Stand Up To Cancer is returning to prime time after two years with a star-packed fundraiser hosted by the three network evening news anchors.

It will be simulcast commercial-free on ABC, CBS and NBC as well as on HBO, Discovery Health, E!, MLB Network and the Style Network on Friday, Sept. 10 at 8/7c. (More networks and cable channels are expected to join in.)

"Our goal with this telecast is to not only continue to raise funds to accelerate promising research, but also show viewers how their money and individual action will make — and have already made — a difference," said executive producer Laura Ziskin, herself a cancer survivor.

She also oversaw the September 2008 telecast that helped raise more than $100 million.

To show their commitment, anchors Katie Couric of the CBS Evening News, Diane Sawyer of ABC's World News and Brian Williams of NBC Nightly News agreed to announce the upcoming telecast during live appearances on their networks' respective morning shows Wednesday. They also got together last week to record a joint appearance about the encouraging progress of "dream teams" of researchers financed by Stand Up To Cancer.

For more information, check out the Stand Up To Cancer website

Couric — who lost husband Jay Monahan to colon cancer 12 years ago — noted said "people of all ages are getting involved," adding: "Not only people who have cancer or who are dealing with it, but young people who want a cancer-free world in their future — we really think that's finally attainable."
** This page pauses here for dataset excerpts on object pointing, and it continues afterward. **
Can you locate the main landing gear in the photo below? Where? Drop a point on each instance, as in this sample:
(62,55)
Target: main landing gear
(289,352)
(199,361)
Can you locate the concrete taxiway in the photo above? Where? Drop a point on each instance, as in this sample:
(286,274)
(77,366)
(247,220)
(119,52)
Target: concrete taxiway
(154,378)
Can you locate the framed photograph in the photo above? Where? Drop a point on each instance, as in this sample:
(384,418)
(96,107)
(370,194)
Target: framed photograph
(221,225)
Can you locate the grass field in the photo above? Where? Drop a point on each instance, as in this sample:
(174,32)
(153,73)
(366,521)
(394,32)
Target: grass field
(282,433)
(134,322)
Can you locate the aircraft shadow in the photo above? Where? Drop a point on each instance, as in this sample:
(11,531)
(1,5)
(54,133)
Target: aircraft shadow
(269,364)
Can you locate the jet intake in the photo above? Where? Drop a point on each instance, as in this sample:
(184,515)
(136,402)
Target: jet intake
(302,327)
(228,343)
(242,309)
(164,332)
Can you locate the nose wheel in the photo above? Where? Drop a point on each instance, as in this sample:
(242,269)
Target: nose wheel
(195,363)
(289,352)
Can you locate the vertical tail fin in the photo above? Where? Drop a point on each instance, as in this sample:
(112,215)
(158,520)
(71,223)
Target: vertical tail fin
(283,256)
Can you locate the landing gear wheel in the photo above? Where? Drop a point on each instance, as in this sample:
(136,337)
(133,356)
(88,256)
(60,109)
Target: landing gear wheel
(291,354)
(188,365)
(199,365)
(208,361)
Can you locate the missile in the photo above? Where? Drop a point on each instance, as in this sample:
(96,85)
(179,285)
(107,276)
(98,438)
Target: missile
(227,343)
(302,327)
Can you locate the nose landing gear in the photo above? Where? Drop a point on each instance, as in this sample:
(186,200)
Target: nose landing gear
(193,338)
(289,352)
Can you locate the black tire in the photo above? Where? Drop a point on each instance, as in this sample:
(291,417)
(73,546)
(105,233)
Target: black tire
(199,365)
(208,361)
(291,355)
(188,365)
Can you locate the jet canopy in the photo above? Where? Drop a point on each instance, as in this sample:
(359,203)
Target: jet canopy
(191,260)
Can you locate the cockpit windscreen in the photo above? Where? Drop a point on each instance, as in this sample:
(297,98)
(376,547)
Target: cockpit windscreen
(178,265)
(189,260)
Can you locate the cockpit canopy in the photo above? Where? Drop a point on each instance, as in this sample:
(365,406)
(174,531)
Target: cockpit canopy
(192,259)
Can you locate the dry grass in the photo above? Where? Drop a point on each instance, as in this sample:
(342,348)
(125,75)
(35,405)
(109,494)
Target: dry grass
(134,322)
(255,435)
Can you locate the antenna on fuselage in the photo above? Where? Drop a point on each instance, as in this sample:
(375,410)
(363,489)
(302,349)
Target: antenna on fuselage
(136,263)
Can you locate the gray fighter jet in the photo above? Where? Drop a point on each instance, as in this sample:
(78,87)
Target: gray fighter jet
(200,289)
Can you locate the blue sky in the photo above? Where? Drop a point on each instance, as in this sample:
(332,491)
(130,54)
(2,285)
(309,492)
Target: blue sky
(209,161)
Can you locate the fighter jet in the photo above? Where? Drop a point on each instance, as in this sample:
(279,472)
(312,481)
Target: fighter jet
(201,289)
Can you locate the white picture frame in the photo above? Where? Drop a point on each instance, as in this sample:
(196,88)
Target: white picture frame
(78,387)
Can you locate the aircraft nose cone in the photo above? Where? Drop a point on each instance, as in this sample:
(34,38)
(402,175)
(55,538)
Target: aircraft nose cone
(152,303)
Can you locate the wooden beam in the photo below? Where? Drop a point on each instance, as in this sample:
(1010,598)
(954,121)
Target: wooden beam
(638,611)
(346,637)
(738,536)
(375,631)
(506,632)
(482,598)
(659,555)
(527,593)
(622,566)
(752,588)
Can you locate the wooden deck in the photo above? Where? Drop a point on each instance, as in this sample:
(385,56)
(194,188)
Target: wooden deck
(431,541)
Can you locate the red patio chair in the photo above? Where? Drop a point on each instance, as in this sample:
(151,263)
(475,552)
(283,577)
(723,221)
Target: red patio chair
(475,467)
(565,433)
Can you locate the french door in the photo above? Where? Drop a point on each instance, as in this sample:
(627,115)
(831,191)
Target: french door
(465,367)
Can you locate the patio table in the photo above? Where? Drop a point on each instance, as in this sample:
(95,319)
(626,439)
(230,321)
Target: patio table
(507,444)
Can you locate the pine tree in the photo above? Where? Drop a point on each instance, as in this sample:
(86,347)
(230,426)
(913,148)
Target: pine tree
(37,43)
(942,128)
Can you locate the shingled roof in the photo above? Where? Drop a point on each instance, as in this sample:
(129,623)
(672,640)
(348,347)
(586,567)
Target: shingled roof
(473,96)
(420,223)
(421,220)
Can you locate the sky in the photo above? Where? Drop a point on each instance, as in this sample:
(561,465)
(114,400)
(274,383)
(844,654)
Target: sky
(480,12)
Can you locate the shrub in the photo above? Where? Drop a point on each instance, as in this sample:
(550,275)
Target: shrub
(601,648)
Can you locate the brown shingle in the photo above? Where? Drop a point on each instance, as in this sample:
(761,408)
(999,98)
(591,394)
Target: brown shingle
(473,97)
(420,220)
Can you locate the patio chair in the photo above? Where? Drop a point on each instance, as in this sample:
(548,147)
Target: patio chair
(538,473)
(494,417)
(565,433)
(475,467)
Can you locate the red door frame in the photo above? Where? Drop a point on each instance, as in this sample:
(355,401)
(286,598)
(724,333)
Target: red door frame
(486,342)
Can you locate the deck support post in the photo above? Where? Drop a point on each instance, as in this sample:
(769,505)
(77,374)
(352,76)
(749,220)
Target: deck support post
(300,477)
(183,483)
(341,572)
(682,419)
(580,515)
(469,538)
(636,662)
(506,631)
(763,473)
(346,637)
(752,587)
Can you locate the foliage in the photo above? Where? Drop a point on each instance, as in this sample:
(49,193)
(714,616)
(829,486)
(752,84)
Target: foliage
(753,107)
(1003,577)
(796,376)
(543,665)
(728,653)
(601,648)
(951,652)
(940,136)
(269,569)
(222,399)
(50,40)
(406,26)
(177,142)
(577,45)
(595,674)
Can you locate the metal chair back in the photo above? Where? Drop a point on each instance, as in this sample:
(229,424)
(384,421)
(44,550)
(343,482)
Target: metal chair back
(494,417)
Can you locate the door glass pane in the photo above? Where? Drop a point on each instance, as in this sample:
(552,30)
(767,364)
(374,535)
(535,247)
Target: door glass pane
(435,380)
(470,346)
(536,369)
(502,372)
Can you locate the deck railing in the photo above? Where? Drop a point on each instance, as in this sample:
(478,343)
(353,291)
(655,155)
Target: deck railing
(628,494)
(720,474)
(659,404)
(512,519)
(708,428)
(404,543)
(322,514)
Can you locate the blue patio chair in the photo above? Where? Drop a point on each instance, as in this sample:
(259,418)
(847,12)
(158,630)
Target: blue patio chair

"The broadcast is a way of saying, 'Together, we can do this,'" Sawyer said.

And Williams added: "We won the second World War, came back from that, and decided to go to the moon. We didn't really break a sweat.  And when you think about it, think of all that energy and power we can unleash when we want to ..."

Like the 2008 broadcast, this year's telecast will feature live performances and appearances by TV, movie, music and sports stars. While the broadcast will honor those taken by the disease, it will focus on surviving cancer — on living a full life after being diagnosed with it. In the United States this year, 1.4 million people will be diagnosed with cancer.